A weekly round-up of pay and benefits news.
As Congress last week prepared to negotiate whether to provide federal civilian employees with a 1.9 percent pay increase next year, President Trump introduced additional uncertainty to the conversation.
“I’m going to be studying, you know, the federal workers in Washington that you’ve been reading so much about,” Trump said at a ceremony marking the signing of an executive order on retirement savings. “People don’t want to give them any increase. They haven’t had one in a long time. I said, 'I’m going to study that over the weekend.' It’s a good time to study it—Labor Day. Let’s see how they do next week. But a lot of people were against it.”
The “lot of people” who have been against a pay raise are primarily employees of the White House and the Office of Management and Budget. And Trump last Saturday retweeted Corey Stewart, the conservative Republican running against Sen. Tim Kaine, D-Va., for a Senate seat, criticizing Trump’s pay freeze plan.
The potential change in the executive branch’s position on whether to increase compensation for civilian feds adds an additional wrinkle to ongoing congressional spending negotiations.
While the Senate has approved a minibus spending package for several agencies that includes a 1.9 percent pay increase next year, the House did not include language on compensation in its version of the bill, effectively endorsing the Trump administration’s pay freeze proposal. The raise is one of several key differences that a conference committee will iron out later this month.
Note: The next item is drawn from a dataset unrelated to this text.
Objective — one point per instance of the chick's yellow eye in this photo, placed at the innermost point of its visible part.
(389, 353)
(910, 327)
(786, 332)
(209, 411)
As GovExec’s Katherine McIntire Peters wrote last week, Trump’s issuance of an alternative pay plan was not unusual. In fact, it has become an annual ritual since the Clinton administration, as presidents have taken issue with the methodology behind automatic pay raises as calculated under provisions of the 1990 Federal Employees Pay Comparability Act.
Even if Congress does not agree to include a pay raise for civilian federal workers through the appropriations process, Trump could unilaterally reverse course on the pay freeze plan when he issues, through the President’s Pay Agent, a final decision on 2019 federal compensation in December.
Meanwhile, a number of former Veterans Affairs Department employees could soon be back at work, following a ruling from a third-party arbitrator. At issue is the firing of employees under the 2017 VA Accountability and Whistleblower Protection Act without providing a 90-day performance improvement plan, which an arbitrator found violated an existing collective bargaining agreement with the American Federation of Government Employees.
The arbitrator found that the accountability law does not address the issue of performance improvement plans, and department memos that do change performance improvement plan policies cannot supersede existing union contracts.
If accepted, that means employees fired without being provided a performance improvement plan would be able to come back to their posts, and receive back pay. The department has 30 days to challenge the ruling before the Federal Labor Relations Authority.